What's worse -- the blatant bailout or the indirect kind?
Bill Gross, the bond market guru at Pimco (Pacific Investment Management Co.) in Newport Beach, is on the web with his April commentary.
Gross, 63, continues to assert that the federal government should be prepared to take bolder steps to stop the decline in home prices. This has been a Pimco theme for months now, and it grates on some people who believe the firm itself would be a beneficiary of a broader federal bailout.
The reason: Pimco's $750 billion in assets under management include tens of billions of dollars worth of mortgage-backed bonds, albeit the higher-quality kind, not the worst of the sub-prime trash.
Gross points out that investors and savers already have begun to pay for a housing rescue as the Federal Reserve has slashed short-term interest rates to help ease the credit crunch.
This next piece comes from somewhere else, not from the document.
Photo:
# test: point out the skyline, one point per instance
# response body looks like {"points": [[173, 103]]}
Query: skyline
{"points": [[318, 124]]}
He writes: "Politicians –- especially those on the Republican side of the aisle -– are adamant about not using taxpayers’ funds to bail out Wall Street or housing speculators, or whoever the current devil may be. The public seems to nod in agreement while at the same time not noticing that their watch is being lifted or their pocket being picked. Let’s see: Twelve months ago the yield on your money market fund was 5%+ but your next statement will probably feature something closer to 2%. Did your money market fund . . . experience any capital gains in the process? Absolutely not. So it looks like your, the taxpayer’s, contribution to the bailout of banks, or Florida condominium speculators can at least be quantified: 3% foregone interest per year on whatever you own."
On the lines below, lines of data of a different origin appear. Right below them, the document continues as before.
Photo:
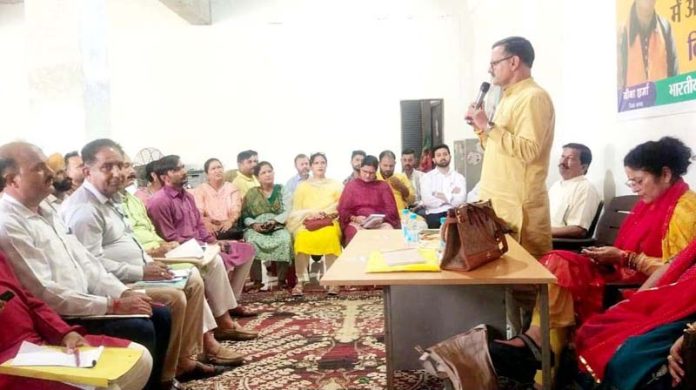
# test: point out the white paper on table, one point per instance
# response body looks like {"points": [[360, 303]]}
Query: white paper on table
{"points": [[30, 354], [79, 386], [189, 249], [373, 221], [180, 273], [403, 257]]}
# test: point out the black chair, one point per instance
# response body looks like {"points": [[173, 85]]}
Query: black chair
{"points": [[607, 229], [575, 244]]}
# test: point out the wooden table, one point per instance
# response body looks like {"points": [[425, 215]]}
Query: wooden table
{"points": [[423, 308]]}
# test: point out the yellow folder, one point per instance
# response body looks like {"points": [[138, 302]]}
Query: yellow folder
{"points": [[113, 363]]}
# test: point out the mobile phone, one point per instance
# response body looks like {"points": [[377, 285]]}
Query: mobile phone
{"points": [[6, 296]]}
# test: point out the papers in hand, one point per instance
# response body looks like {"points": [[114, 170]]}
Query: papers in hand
{"points": [[30, 354], [373, 221], [189, 249], [191, 252], [403, 257]]}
Implied, it seems, is that you're already paying for a bailout, so you shouldn't care about paying some more if that's what it takes to stabilize home prices.
Read Gross' full commentary here.


Absolutely no kind of homeowner bailout is needed. The government just needs to compel lenders to extended the teaser rate monthly mortgage payments out about 5 years or so. By then the real estate market will have improved, and homeowners will have more options. This will also automatically weed out the flippers and the homeowners who could not afford to buy and live in those homes to begin with.
Posted by: Irv | April 01, 2008 at 12:35 PM
That's the whole point, Bill!!
Housing prices shouldn't be "stabilized" at their current inflated levels--Makes absolutely no sense-when they are completely disconnected from any known historical relationship to rents or wages!!!
We all know this is NOT at all about keeping people in their houses-- this is about keeping the banks from having to make more write downs, so people like you are willing to do anything to keep them from falling where they need to!!!
Americans are wising up--We arent helping anyone by forcing them to stay in these wildly-overvalued debt traps, and THAT is our problem. As Peter Schiff says--Let the housing chips fall where they may and lets get the pain out of the way!!
Posted by: JackS | April 01, 2008 at 06:43 PM
We renters all watched in dispair as housing prices in Southern California left us in the dust thus dooming us to a nomadic lifestyle never able to grow roots. We cheered when the bubble began to pop. Now the people responsible for this injustice are wanting to prolong this abomination.